Functional changes in the vasculature. In individuals with Alzheimer’s disease, GLUT1 expression at the BBB decreases103, suggesting a shortage in necessary metabolic substrates. Studies using18F-fluorodeoxyglucose (FDG) positron emission tomography (PET) have identified reductions in glucose uptake in asymptomatic individuals with a high risk of dementia104, 105. Several studies have suggested that reduced glucose uptake across the BBB, as seen by FDG PET, precedes brain atrophy104, 105, 106, 107, 108.

Amyloid-β constricts cerebral arteries109. In a mouse model of Alzheimer’s disease, impairment of endothelium-dependent regulation of neocortical microcirculation110, 111 occurs before amyloid-β accumulation.
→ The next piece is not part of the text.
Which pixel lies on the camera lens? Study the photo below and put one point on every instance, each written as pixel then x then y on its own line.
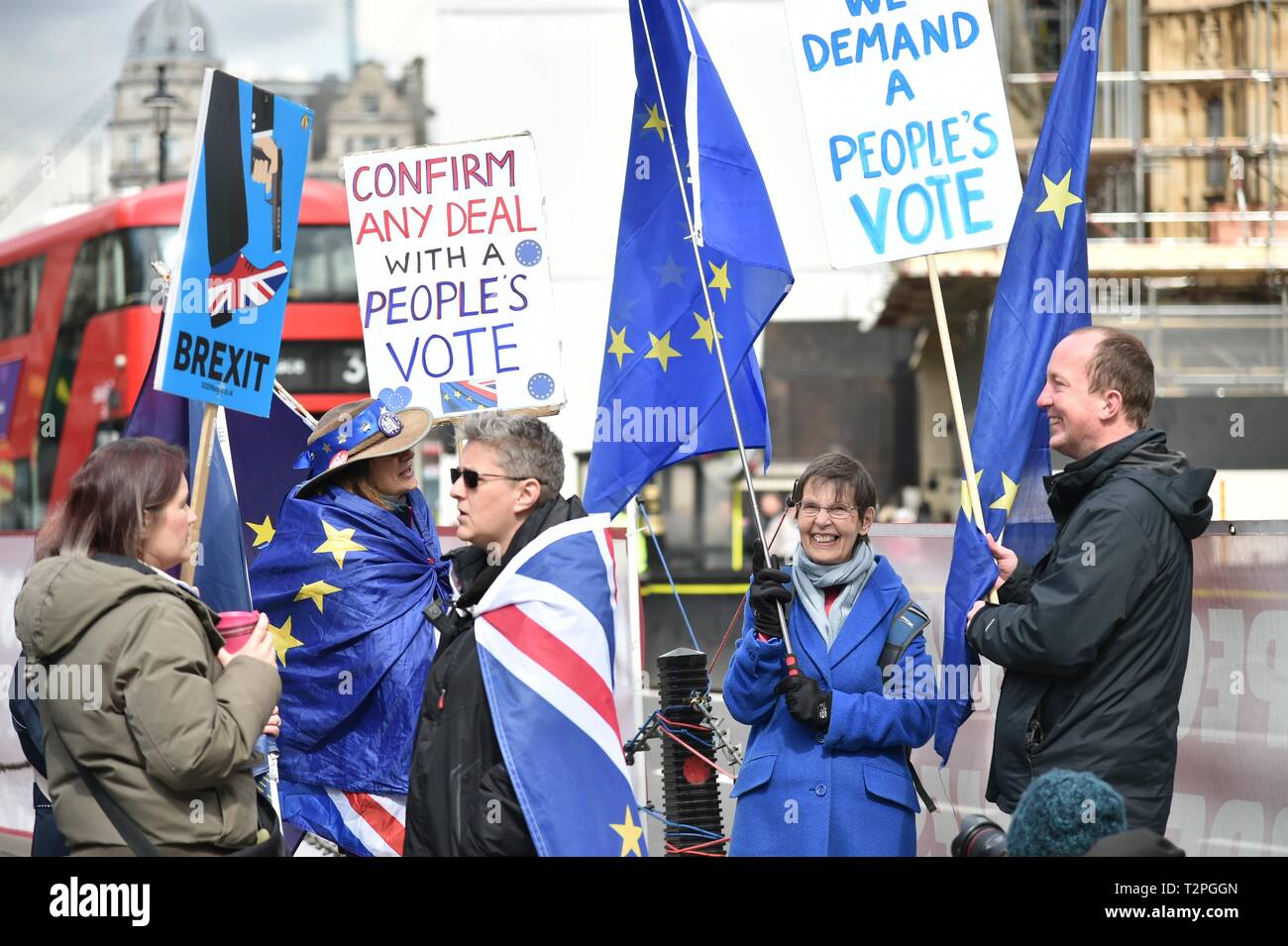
pixel 979 837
Recent studies have shown that CD36, a scavenger receptor that binds amyloid-β, is essential for the vascular oxidative stress and diminished functional hyperaemia that occurs in response to amyloid-β exposure112. Neuroimaging studies in patients with Alzheimer’s disease have shown that neurovascular uncoupling occurs before neurodegenerative changes10, 51, 52, 53. Moreover, cognitively normal APOE ɛ4 carriers at risk of Alzheimer’s disease show impaired CBF responses to brain activation in the absence of neurodegenerative changes or amyloid-β accumulation54. Recently, patients with Alzheimer’s disease as well as mouse models of this disease with high cerebrovascular levels of serum response factor (SRF) and MYOCD, the two transcription factors that control VSMC differentiation, have been shown to develop a hypercontractile arterial phenotype resulting in brain hypoperfusion, diminished functional hyperaemia and CAA66, 113. More work is needed to establish the exact role of SRF and MYOCD in the vascular dysfunction that results in the Alzheimer’s disease phenotype and CAA.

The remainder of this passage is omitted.